= Innovation Illinois =

Innovation Illinois is a progressive 501(c)(4) non-profit advocacy group formed in April 2015 by leading Illinois liberals and former aides to ex-Illinois governor Pat Quinn to offset the influence of Governor Bruce Rauner, who defeated Quinn in the 2014 election. According to its website, Innovation Illinois is "dedicated to advancing well-researched, progressive policies that support economic growth and equal opportunity in the State of Illinois." A profile of an Innovation Illinois founder said the group "inevitably will be seen as a counterforce to the right-of-center Illinois Policy Institute."

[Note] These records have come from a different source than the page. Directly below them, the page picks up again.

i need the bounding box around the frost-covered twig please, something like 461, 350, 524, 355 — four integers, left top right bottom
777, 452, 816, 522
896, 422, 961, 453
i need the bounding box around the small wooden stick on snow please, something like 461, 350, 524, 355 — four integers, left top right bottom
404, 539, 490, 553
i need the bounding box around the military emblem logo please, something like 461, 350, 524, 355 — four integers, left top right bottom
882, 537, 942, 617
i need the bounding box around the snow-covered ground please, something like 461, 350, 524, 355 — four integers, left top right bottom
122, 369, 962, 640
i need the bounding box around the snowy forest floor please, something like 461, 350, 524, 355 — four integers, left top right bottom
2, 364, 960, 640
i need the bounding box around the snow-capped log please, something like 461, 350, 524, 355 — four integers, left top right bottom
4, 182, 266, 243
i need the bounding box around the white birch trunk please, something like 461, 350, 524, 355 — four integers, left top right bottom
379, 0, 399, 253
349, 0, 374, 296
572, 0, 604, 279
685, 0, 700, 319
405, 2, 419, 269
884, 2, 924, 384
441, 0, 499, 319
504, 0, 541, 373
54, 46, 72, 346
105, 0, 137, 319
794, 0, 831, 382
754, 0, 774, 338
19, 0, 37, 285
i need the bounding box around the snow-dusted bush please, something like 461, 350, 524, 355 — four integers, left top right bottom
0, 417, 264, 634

Former interim CEO Michelle Saddler told Crain's Chicago Business in April 2015 that Illinois cannot just "cater to the job creators and the rich." At the time of the group's launch, it hoped to become as large as Innovation Ohio, with a staff of around 30 people.

== Leadership ==
Innovation Illinois was founded by John Kamis and Jay Rowell. It has three employees and a 15-member advisory board chaired by Christopher Kennedy, an influential Illinois Democrat and son of deceased Senator Robert F. Kennedy. According to NBC Chicago, Chris Kennedy is "making the rounds for a possible campaign" for the governor of Illinois for the 2018 election. The Chicago Sun-Times wrote that Innovation Illinois "could serve as a campaign vehicle" for Kennedy's potential gubernatorial run.

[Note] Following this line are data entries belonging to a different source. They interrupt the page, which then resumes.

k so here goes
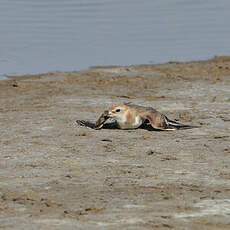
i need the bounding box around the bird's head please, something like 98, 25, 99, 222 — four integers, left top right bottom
107, 104, 127, 120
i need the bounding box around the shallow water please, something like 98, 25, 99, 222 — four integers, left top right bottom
1, 0, 230, 79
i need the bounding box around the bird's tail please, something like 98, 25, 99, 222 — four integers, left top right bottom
165, 118, 199, 130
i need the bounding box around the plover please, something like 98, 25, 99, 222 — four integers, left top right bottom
77, 103, 198, 130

Rowell is the current Deputy Treasurer for the State of Illinois. Prior to this position, Rowell was director of the Illinois Department of Employment Security (IDES). Kamis is currently a lobbyist for Carpenter Lipps & Leland. Before becoming a lobbyist, Kamis was Senior Advisor for Economic Development and Legislative Affairs under former Governor Pat Quinn and Quinn's campaign manager for the 2010 primary.

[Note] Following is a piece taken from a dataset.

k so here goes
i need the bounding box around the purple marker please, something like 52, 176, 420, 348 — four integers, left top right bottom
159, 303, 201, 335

Innovation Illinois' CEO is Michelle R.B. Sadler, former secretary of the Illinois Department of Human Services under Governor Pat Quinn.

== Funding ==
Despite its infancy, Innovation Illinois has received "hundreds of thousands of dollars" in financial backing. Because it is designated as a 501(c)(4) organization, it is able to accept unlimited corporate and personal contributions without disclosing its donors. Kamis told Crain's Chicago Business that the source of some of Innovation Illinois' funding will be publicly disclosed, but not all of it.

== Issues ==
According to its website, Innovation Illinois focuses on the issues of education, entrepreneurship and innovation, environment and sustainability, healthcare and human services, infrastructure, justice and human rights, and labor and employment.